Si badi bene che se questo aspetto ora potrebbe soprattutto toccare aziende relativamente piccole e startup e soffocare idee imprenditoriali ed animal spirits di qualche studente e professore, in futuro potrebbe riguardare gli stessi gruppi dell’auto.

Se questo vi sembra poco plausibile vuol dire che avete scordato che due dei maggior gruppi globali come Volkswagen e Toyota hanno già presentato due concept come rispettivamente Sedric ed e-Palette.

Sebbene nessuno dei due sia destinato ad una imminente commercializzazione, sembrano chiaramente veicoli di cui mai vedremo in alternativa una versione convenzionale con volante e pedaliera.

Perchè il decreto Smart Road non ha in simpatia shuttle, startup e spinoff?
Il concept Sedric è uno shuttle del quale ben difficilmente vedremo una versione prodotta in serie con sterzo e pedaliera. Ma, a leggere il decreto Smart Road, senza omologare anche quella Volkswagen non potrebbe effettuare alcun test di guida automatica su strade pubbliche italiane. (credito foto: ufficio stampa Volkswagen Group Italia)

E, passando da possibili problemi futuri a quelli attuali, le navette a guida autonoma come il Navya e l’EasyMile, seppur di maggior successo in Francia, Svizzera o Stati Uniti, dove le sperimentazioni in corso sono numerose, anche in Italia hanno cominciato ad interessare qualcuno.
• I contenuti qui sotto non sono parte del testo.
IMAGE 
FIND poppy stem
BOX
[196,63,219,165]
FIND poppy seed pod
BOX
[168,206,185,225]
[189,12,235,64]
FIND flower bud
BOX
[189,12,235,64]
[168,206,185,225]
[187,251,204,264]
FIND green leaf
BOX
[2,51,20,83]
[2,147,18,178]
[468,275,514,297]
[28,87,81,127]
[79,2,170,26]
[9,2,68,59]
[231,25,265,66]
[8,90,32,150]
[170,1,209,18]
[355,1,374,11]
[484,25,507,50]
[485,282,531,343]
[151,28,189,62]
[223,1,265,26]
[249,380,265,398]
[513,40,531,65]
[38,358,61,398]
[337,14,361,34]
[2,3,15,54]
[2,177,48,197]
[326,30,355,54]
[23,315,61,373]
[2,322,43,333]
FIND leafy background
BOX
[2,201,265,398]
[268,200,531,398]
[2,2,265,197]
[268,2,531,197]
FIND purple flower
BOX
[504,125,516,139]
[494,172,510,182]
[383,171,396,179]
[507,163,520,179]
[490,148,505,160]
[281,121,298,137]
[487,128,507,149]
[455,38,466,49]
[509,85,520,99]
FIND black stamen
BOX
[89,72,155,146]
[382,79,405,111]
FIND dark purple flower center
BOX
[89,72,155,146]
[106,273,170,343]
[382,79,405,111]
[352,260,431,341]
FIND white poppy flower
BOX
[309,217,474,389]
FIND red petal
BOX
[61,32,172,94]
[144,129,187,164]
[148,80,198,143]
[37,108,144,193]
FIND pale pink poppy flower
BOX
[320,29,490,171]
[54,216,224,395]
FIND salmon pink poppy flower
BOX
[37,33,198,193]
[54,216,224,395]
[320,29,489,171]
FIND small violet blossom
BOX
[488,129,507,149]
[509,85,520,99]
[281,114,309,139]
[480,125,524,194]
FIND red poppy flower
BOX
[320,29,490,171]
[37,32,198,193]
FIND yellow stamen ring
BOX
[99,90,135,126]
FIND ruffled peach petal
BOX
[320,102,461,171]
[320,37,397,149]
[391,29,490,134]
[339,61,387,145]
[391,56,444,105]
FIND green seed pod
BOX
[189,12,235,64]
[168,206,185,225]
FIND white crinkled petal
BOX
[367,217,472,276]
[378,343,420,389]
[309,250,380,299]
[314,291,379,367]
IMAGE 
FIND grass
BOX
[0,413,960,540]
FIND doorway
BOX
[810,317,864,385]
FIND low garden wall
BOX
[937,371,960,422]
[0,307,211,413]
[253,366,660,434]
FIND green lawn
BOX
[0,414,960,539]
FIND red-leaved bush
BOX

Ad esempio, a gennaio il general manager di Beni Stabili Alexei Dal Mastro aveva segnalato che il gruppo era interessato a dotare il progetto immobiliare Symbiosis di una navetta elettrica senza conducente per collegare a Milano piazzale Lodi con via Ripamonti.

Le caratteristiche del servizio da prestare paiono avvicinare questo progetto di mini-bus a guida automatica in ambiente urbano molto più a quello della RATP che a Parigi collega le stazioni di Austerlitz e di Lyon (mediante shuttle EasyMile) che ai mini-bus, elettrici ma con autista, che Moia sta mettendo in servizio ad Amburgo.

Inutile dire che in assenza di chiarimenti ad alcuni aspetti del decreto Smart Road, le buone intenzioni di pionieri italiani come Beni Stabili potrebbero essere destinate alla frustrazione.